Another feature coming soon to Hugin is a new class of intelligent control point improvement. Celeste prunes bad Control Points (CPs) on moving clouds. At about 80% accuracy it does a good enough job to reduce the effect that the bad CPs have on traditional correlation statistics.
It is the result of Tim Nugent’s three months Google Summer of Code project, and I can’t say that I had a lot of work mentoring him. Maybe because of this it does not yet have a CMake build system like all other parts of Hugin, and I only managed to build it in Linux. It wasn’t even that slow on my new low-power Atom box, but who cares about speed on a secondary box sitting next to my workstation and normally used as a test box and music player?

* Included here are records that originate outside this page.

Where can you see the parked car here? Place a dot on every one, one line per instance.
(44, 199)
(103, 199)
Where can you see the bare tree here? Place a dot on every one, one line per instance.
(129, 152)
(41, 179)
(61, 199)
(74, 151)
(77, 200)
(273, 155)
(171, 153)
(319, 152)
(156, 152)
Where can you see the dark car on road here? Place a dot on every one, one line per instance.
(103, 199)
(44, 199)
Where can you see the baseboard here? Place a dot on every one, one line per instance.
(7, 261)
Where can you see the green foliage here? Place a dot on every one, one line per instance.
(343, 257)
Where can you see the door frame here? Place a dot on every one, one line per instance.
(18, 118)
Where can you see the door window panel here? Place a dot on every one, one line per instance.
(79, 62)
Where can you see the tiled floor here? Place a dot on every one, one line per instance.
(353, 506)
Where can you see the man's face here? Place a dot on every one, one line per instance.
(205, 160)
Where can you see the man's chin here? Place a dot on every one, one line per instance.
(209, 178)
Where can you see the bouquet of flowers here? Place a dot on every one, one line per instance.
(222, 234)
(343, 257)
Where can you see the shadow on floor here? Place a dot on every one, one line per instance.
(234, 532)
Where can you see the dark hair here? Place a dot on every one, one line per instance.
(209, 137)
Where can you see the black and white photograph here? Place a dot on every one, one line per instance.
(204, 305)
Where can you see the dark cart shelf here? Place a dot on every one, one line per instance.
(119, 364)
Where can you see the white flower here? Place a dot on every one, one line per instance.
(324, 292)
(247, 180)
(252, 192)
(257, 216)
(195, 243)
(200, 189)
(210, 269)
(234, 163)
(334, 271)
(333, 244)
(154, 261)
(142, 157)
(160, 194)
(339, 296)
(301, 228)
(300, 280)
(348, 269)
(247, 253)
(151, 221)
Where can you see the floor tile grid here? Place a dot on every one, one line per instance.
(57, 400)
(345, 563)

Since I keep my stitching projects on a network drive, the process was quite easy:
- set up the project on my workstation and save it
- access it with Celeste from the Atom box
- issue the single command that runs Celeste
$ celeste -i jpeg.pto
- open the new project file with PTBatcher (see tomorrow’s sneak preview) and stitch it.
The two screenshots above are of a representative image-pair in the project. Out of a total of 20 CP, Celeste has left ten of them. Three happens to be bad and should have been removed. No false positives and a great, though not representative (too small sample) statistics.
Coming to Hugin after the 0.7.0 release.